Nazwy poszczególnych urządzeń to coraz częściej całkiem interesująca zagadka. Nic nie jest już tak naprawdę oczywiste i choć to tylko nazwa, to jak się okazuję to bardzo istotna sprawa. W niektórych przypadkach nawet zachowanie kolejnośćci hronologicznej cyfr w nazewnictwie niczemu nie przeszkadza i po piątce od razu jest siódemka ;).

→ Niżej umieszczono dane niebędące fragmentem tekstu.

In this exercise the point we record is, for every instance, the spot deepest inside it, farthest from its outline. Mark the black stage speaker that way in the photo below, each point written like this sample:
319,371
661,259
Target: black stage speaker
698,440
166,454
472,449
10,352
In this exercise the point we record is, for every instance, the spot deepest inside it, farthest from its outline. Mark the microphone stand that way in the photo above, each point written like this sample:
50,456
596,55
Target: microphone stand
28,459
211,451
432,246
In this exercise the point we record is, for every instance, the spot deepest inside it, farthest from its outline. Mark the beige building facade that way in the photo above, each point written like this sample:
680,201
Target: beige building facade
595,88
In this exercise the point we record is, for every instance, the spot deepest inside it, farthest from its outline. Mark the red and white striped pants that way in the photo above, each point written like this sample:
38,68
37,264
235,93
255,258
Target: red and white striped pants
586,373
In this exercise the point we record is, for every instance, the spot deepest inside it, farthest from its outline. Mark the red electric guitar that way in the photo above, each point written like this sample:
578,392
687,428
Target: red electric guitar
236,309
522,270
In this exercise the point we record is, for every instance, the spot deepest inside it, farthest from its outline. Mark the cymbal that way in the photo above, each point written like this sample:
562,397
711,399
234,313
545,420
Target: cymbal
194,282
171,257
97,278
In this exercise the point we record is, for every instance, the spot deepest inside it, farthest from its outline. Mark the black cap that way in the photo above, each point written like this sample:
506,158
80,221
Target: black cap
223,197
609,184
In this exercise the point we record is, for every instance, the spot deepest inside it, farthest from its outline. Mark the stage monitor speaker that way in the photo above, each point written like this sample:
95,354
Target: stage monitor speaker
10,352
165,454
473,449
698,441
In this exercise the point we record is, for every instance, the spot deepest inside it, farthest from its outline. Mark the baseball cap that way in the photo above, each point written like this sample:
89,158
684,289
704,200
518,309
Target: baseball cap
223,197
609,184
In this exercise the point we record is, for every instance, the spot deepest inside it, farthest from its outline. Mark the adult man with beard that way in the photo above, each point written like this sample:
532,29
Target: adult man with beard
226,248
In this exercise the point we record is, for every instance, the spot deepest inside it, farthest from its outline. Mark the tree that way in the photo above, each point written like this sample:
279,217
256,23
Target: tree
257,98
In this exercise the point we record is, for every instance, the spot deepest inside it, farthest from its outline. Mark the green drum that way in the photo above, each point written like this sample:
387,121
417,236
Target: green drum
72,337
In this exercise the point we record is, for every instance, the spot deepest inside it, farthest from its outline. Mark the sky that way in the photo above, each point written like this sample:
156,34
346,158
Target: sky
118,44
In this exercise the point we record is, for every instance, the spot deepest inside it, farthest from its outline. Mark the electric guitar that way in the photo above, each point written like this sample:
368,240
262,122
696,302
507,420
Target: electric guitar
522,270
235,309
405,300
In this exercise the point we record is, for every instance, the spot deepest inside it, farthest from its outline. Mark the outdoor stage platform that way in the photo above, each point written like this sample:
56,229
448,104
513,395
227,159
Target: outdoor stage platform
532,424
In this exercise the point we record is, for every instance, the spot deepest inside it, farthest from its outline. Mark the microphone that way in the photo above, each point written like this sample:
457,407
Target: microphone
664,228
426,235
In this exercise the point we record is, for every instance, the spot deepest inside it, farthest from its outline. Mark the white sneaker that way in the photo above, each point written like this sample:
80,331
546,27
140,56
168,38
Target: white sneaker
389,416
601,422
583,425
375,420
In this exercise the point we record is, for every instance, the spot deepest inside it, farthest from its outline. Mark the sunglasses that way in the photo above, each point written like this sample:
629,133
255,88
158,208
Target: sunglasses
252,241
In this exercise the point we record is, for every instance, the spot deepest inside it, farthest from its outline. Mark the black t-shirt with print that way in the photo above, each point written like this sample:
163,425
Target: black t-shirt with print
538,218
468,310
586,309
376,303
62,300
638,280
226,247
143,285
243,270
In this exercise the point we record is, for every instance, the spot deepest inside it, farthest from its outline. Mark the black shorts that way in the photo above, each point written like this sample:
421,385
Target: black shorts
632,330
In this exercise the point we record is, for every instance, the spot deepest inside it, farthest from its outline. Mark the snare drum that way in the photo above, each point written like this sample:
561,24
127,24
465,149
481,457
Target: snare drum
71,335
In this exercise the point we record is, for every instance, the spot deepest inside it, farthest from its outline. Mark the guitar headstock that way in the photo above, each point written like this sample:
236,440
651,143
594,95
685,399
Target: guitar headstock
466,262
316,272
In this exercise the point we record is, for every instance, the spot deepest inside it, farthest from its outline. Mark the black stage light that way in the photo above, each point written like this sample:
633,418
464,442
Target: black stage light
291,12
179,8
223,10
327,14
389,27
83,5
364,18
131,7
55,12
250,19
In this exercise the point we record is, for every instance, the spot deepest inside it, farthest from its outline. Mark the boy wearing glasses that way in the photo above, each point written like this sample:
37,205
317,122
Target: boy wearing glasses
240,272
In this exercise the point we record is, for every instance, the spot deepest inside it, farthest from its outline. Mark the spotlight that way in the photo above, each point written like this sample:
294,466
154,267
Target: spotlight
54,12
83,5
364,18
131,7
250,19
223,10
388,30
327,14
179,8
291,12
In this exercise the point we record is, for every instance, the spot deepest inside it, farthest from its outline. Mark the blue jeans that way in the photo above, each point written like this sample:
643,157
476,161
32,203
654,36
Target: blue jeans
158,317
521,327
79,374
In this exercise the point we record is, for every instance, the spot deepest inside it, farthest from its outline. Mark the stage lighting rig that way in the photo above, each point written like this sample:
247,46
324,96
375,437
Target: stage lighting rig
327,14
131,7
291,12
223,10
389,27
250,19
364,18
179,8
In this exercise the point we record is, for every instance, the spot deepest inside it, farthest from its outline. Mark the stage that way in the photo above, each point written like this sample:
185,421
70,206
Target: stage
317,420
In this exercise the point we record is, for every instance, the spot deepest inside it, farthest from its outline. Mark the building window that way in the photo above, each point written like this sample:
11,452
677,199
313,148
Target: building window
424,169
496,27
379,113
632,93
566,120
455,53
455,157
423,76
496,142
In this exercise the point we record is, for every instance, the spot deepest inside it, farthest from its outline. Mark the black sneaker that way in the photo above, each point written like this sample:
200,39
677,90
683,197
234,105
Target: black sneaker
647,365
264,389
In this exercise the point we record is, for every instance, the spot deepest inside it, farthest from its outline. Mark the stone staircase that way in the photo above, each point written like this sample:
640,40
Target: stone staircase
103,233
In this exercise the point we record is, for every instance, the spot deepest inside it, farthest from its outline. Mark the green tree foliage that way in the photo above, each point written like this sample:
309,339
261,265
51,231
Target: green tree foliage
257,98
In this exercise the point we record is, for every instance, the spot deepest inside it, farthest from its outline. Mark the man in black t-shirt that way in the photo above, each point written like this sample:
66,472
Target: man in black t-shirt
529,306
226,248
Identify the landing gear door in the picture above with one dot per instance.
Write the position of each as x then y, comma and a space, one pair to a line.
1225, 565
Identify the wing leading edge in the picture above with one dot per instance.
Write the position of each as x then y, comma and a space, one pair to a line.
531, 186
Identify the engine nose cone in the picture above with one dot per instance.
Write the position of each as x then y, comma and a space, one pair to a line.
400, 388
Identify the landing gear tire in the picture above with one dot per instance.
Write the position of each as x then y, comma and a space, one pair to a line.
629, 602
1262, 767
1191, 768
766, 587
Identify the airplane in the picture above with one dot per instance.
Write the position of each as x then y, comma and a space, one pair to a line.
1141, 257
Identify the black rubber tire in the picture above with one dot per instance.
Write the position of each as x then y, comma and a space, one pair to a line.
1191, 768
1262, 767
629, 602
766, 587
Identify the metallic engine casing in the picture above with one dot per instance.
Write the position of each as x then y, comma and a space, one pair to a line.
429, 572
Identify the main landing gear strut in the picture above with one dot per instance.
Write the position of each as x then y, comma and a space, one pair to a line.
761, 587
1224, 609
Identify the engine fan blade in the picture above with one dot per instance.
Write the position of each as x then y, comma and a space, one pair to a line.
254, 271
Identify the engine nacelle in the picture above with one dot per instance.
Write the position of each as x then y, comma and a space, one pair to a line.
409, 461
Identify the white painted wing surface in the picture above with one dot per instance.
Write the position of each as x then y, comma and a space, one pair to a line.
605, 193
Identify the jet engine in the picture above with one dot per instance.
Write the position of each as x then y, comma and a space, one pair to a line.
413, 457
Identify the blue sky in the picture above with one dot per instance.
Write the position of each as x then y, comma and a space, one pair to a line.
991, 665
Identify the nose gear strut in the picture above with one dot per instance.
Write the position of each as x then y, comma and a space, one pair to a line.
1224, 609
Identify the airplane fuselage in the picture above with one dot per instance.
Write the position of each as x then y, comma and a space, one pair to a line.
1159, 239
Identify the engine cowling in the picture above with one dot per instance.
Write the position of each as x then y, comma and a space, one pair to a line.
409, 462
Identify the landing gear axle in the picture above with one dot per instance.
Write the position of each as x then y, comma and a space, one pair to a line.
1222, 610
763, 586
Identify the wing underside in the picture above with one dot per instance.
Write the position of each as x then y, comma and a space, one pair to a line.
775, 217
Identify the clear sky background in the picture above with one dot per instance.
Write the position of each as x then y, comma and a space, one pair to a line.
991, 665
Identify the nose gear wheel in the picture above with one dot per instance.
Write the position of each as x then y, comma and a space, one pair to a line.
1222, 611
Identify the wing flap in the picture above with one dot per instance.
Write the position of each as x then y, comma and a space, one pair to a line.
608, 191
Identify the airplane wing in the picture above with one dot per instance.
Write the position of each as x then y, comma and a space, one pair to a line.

Apple również – jak się okazuje – chce trochę zamieszać w nazewnictwie i nadchodzący iPhone nie będzie najprawdopodobniej iPhone’m 7 tylko 6se. Cóż, chyba nie powinno to nikogo dziwić. Wiele wskazuje na to, że Apple postanowił wydłużyć cykl i kolejne rewolucje we wzornictwie i większe zamiany mają odbywać się nie co dwa lata, a co trzy. Wypadałoby w takim razie być konsekwentnym i dostosować do tego nazwę prawda? Czyżby czekały nas w przyszłości modele typu iPhone 7, iPhone 7s, iPhone 7se? Całkiem prawdopodobne. Samsung się cieszy, bo w końcu przegonią konkurenta w nazewnictwie ;). No chyba, że doczekamy się również dodatkowych oznaczeń w koreańskich smartfonach. Kiedyś to również nastąpi, jakoś nie wyobrażam sobie nazwy Samsung Galaxy S12 ;).
Wracając do Apple i iPhone. Kalifornijska firma nazwę iPhone 7 szykuje najpewniej na wydarzenie większe niż tegoroczne, czyli 10-lecie iPhone’a. Dlatego fajerwerków wzorniczych należy spodziewać się za rok. Już czuję te plotki ;).